The article explores the concept of endogamy from the viewpoint of boundary construction in social anthropology. The author summarizes scholarly accounts of endogamy that conceptualize endogamy in terms of ethnicity race, locality, or language.
She argues that to determine an endogamous group, we should proceed from the actors' point of view and ask what criteria the actors themselves consider as culturally meaningful. On the example of marriages of Czech- and Slovak-speaking Protestants in the Bulgarian village of Voyvodovo in 1900-1950 the author shows what these marriages and the actors' perspective reveal about the character of the us/them boundary.

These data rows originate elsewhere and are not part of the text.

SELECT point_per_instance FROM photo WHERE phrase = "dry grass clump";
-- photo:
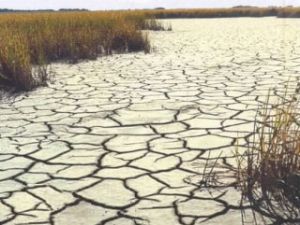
(269, 173)
(33, 40)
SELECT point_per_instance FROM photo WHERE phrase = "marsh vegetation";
(28, 42)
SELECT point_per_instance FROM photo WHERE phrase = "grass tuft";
(34, 40)
(269, 172)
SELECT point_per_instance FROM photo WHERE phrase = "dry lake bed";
(125, 139)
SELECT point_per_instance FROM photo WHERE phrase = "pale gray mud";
(124, 139)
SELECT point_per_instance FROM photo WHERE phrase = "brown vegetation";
(30, 41)
(269, 172)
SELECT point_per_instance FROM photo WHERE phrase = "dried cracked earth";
(125, 139)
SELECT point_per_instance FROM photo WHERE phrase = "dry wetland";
(122, 118)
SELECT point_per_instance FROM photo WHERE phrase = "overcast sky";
(135, 4)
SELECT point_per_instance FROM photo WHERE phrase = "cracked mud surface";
(124, 140)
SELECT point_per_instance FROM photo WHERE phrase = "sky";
(137, 4)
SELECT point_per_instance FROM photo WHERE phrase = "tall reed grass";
(30, 41)
(269, 172)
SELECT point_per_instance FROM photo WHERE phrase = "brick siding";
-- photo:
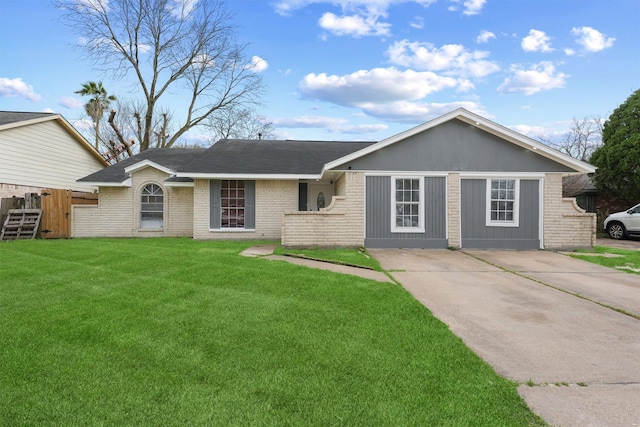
(118, 211)
(341, 224)
(566, 225)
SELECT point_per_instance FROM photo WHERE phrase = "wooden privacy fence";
(55, 204)
(56, 211)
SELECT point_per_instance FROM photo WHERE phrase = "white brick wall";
(118, 211)
(566, 225)
(339, 224)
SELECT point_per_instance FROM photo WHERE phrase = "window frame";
(242, 208)
(515, 222)
(421, 220)
(151, 224)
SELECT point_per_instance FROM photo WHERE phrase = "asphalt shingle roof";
(7, 117)
(171, 158)
(238, 156)
(275, 157)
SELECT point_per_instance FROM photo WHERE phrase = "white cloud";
(591, 39)
(379, 85)
(470, 7)
(417, 22)
(536, 41)
(332, 124)
(16, 88)
(454, 59)
(541, 76)
(354, 25)
(257, 64)
(181, 9)
(358, 18)
(418, 112)
(286, 7)
(473, 7)
(71, 102)
(485, 36)
(530, 131)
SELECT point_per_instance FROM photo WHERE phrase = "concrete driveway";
(538, 317)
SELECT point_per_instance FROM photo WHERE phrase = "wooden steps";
(21, 224)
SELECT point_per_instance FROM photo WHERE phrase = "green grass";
(628, 260)
(180, 332)
(346, 256)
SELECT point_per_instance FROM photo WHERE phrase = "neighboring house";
(457, 181)
(42, 150)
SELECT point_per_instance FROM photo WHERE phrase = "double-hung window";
(407, 204)
(151, 207)
(232, 203)
(502, 202)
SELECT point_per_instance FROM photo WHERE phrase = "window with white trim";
(232, 206)
(502, 202)
(151, 207)
(407, 204)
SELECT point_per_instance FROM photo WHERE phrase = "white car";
(621, 225)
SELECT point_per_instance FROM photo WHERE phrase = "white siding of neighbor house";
(44, 155)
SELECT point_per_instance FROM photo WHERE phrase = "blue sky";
(368, 69)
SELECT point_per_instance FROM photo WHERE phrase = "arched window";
(151, 206)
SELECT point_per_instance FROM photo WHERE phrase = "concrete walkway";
(266, 251)
(520, 311)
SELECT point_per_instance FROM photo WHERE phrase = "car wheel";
(616, 231)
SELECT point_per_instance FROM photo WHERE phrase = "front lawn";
(622, 259)
(181, 332)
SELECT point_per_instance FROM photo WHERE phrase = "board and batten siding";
(378, 215)
(477, 235)
(44, 155)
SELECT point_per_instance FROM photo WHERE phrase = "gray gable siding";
(455, 146)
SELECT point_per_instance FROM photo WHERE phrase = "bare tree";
(584, 137)
(183, 47)
(97, 104)
(240, 123)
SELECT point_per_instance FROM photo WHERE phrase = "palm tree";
(97, 104)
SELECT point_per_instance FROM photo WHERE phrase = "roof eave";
(125, 183)
(201, 175)
(481, 123)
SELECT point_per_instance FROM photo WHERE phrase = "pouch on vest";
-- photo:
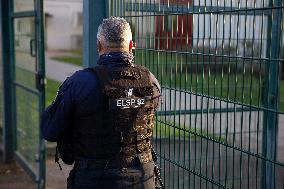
(64, 149)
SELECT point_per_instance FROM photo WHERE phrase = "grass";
(76, 57)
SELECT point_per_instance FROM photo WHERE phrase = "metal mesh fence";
(220, 123)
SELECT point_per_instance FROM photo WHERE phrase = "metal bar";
(24, 14)
(6, 32)
(271, 97)
(29, 89)
(40, 36)
(184, 9)
(93, 13)
(26, 165)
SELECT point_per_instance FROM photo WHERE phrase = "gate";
(220, 123)
(27, 66)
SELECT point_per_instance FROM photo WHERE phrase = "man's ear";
(131, 43)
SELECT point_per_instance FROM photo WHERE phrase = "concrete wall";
(63, 24)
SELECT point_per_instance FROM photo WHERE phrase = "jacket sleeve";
(157, 90)
(58, 116)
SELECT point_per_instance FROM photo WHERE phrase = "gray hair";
(114, 32)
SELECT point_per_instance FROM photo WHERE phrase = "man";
(105, 115)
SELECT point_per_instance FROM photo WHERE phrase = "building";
(64, 24)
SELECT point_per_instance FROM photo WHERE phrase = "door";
(28, 85)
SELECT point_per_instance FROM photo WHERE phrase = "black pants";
(141, 177)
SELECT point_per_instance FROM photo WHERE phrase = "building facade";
(64, 24)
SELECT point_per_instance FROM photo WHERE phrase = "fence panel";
(220, 123)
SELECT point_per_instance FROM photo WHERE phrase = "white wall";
(62, 24)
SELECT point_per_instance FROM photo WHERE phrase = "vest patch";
(130, 102)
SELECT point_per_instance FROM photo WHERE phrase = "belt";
(117, 163)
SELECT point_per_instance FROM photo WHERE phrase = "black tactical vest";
(122, 126)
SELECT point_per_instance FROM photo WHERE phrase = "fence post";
(6, 33)
(94, 12)
(271, 96)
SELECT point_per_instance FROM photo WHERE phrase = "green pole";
(271, 96)
(41, 77)
(94, 12)
(6, 33)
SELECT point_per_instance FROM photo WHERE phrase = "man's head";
(114, 34)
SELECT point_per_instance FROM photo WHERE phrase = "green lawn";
(76, 58)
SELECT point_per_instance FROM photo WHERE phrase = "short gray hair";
(114, 32)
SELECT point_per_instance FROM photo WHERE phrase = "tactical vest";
(123, 124)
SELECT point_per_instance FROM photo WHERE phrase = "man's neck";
(109, 50)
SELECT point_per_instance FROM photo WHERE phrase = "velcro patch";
(130, 102)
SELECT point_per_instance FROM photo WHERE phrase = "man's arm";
(58, 116)
(157, 89)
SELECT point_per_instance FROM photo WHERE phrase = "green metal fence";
(1, 96)
(220, 123)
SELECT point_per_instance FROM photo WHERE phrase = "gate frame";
(7, 17)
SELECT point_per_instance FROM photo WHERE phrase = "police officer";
(104, 116)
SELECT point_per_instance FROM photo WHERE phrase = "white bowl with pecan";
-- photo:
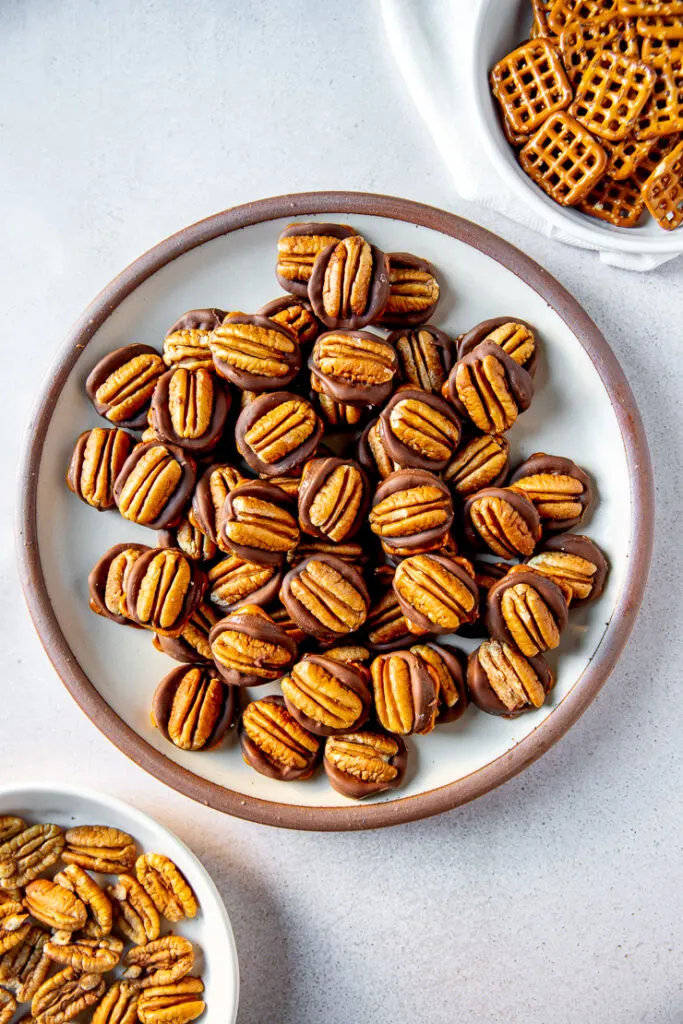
(205, 940)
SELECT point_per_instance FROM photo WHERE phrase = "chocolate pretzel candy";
(294, 313)
(412, 512)
(425, 356)
(333, 499)
(349, 284)
(97, 460)
(255, 353)
(413, 291)
(189, 409)
(446, 666)
(163, 590)
(503, 520)
(487, 387)
(274, 743)
(276, 432)
(363, 764)
(419, 429)
(250, 649)
(109, 581)
(121, 385)
(155, 483)
(297, 248)
(515, 337)
(257, 522)
(560, 489)
(212, 488)
(404, 692)
(572, 561)
(327, 696)
(193, 708)
(187, 342)
(353, 367)
(326, 597)
(435, 594)
(501, 681)
(526, 610)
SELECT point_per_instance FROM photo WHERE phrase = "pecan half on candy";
(297, 248)
(502, 681)
(274, 743)
(249, 648)
(121, 385)
(255, 353)
(97, 460)
(361, 764)
(278, 432)
(349, 284)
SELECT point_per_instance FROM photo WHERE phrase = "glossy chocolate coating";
(316, 474)
(107, 366)
(259, 628)
(97, 583)
(479, 332)
(348, 676)
(402, 454)
(300, 614)
(357, 788)
(247, 381)
(555, 465)
(547, 590)
(483, 695)
(319, 228)
(257, 759)
(377, 295)
(519, 381)
(162, 423)
(162, 704)
(266, 493)
(438, 340)
(520, 504)
(582, 547)
(353, 393)
(407, 479)
(407, 261)
(180, 496)
(253, 412)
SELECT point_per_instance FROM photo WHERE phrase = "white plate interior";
(571, 416)
(210, 931)
(503, 25)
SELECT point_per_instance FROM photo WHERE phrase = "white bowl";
(500, 27)
(210, 931)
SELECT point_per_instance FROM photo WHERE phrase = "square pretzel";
(620, 203)
(563, 11)
(611, 93)
(581, 41)
(529, 84)
(664, 190)
(563, 159)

The data are based on a long-term anthropological fieldwork using mainly participant observation, interviews and the genealogical method, along with the analysis of the local parish registers for the period 1900-1950. The inhabitants of the village that has been habitually represented a "compatriot village" in the scholarly literature, are depicted as constituting their identity more on religion than on shared ethnicity.
The results of the research suggest that the villagers preferred people of the same religion as marriage partners, without any regard to their ethnicity or language. The author argues that the study of marriage rules should follow the same principles anthropologists have widely applied to the study of ethnicity: i.e. to focus on the differences people consider to be significant in constructing the boundaries between groups rather than to assume objective criteria delimiting endogamous groups.